- Theatrical release poster
- Thai: อนงค์
- Directed by: Khomkrit Treewimol
- Written by: Khomkrit Treewimol; Chai-a-nan Soijumpa; Kirati Kumsat;
- Produced by: Nalina Chayasombat; Surawut Tungkarak;
- Starring: Maylada Susri; Sutthirak Subvijitra;
- Cinematography: Nattaphon Liamwinit
- Edited by: Suchart Sangchu; Teerapong Limthongchai;
- Music by: Grittatham Khaojang
- Production companies: Jungka Bangkok; Karman Line Studio;
- Release date: May 1, 2024;
- Running time: 125 minutes
- Country: Thailand
- Language: Thai
- Box office: ฿150 million

= My Boo (film) =

My Boo (อนงค์, lit. 'Anong') is a 2024 Thai romantic comedy horror film directed by Khomkrit Treewimol and written by Khomkrit Treewimol, Chai-a-nan Soijumpa, and Kirati Kumsat. Produced by Jungka Bangkok and Karman Line Studio, the film stars Maylada Susri and Sutthirak Subvijitra in the lead roles, alongside Chaleumpol Tikumpornteerawong, Tatchaya Supatanyasatit, Timethai, and Punyawee Jungcharoen. It tells the story of a gamer who inherits an old mansion and decides to turn it into a haunted attraction, eventually developing a romance with one of the resident ghosts. The film marked Treewimol’s return to filmmaking after seventeen years since The Bedside Detective (2007).

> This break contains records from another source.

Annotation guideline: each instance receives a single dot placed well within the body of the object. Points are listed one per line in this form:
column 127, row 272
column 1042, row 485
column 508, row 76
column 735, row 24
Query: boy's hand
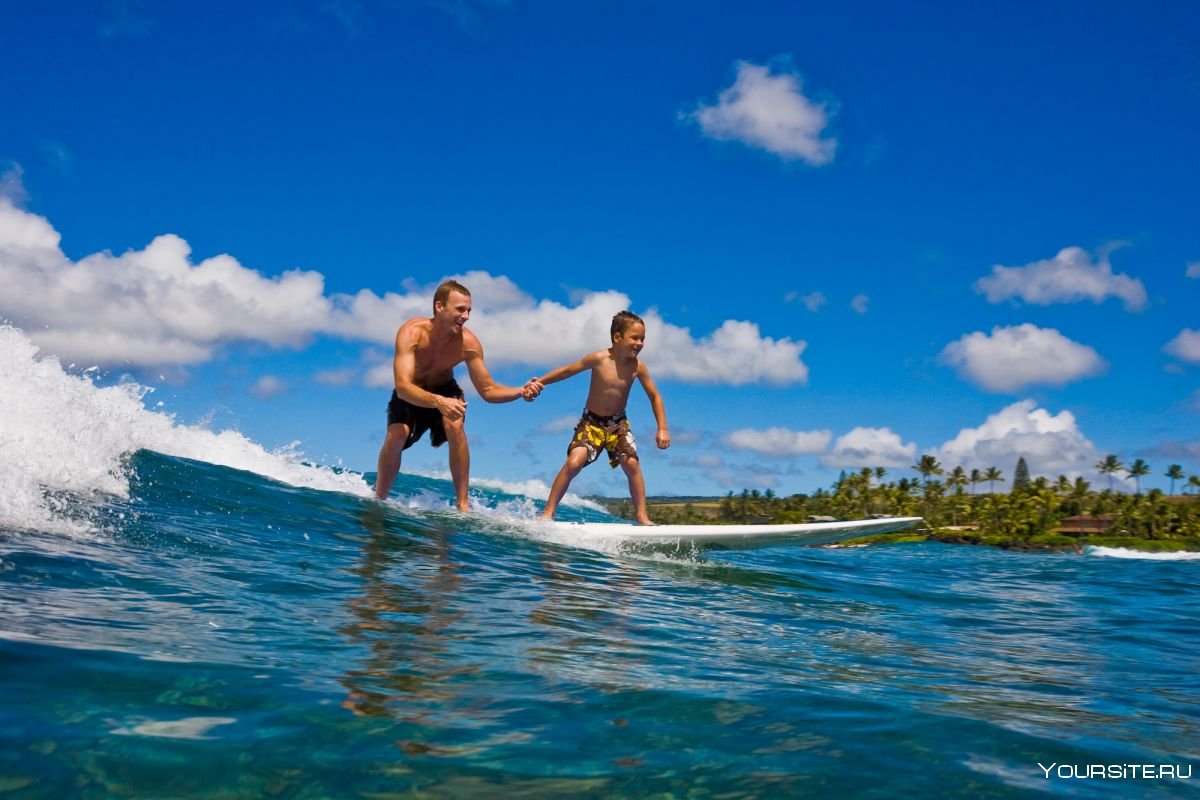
column 531, row 390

It was released in Thailand on 1 May 2024, earning more than ฿150 million at the box office. The film garnered generally favourable reviews for its lead performances and inventive premise.

A sequel, My Boo 2, was released in Thailand on 30 October 2025.

== Synopsis ==
Joe, a young gamer, unexpectedly inherits an old mansion from his grandfather. He encounters the ghost of the former owner, Anong, along with her loyal spirits, Thong Gon and Thong Yib, and together they decide to turn the mansion into a haunted house attraction.

== Cast ==

- Maylada Susri as Anong
- Sutthirak Subvijitra as Joe
- Chaleumpol Tikumpornteerawong as Thong Gon
- Tatchaya Supatanyasatit as Thong Yib
- Timethai as Kong
- Punyawee Jungcharoen as Soda
- Narttida Pitakwararat as Review
- Arunphong Naraphan as Owen
- Kittiphong Boonprakhom as Yaem Som
- Puang Kaewprasert as Uncle Pom
- Adisorn Trisirikasem as Mha

== Release ==

My Boo had its gala premiere on 29 April 2024 at Paragon Cineplex, Siam Paragon, where a simulated haunted house was set up for media and fans. The film was released theatrically in Thailand on 1 May 2024. It became available for streaming on Netflix on 10 November 2024.

== Reception ==

My Boo received generally positive reviews from critics. James Marsh of the South China Morning Post rated the film 3 out of 5 stars, stating that while much of the humor "fails to hit home," the film works best as an unabashed romance. Karina Adelgaard of Heaven of Horror also gave it 3 out of 5 stars, noting that despite its slightly long runtime, the film’s practical and CGI effects were effective, and the chemistry between Sutthirak Subvijitra and Maylada Susri added charm to the story. Ruchika Bhat of Digital Mafia Talkies similarly rated it 3 out of 5 stars, describing it as a “feel-good film with a simple yet engaging plot,” highlighting the innocence and warmth in the romance between the leads and the subtle melancholic undertones beneath the comedy.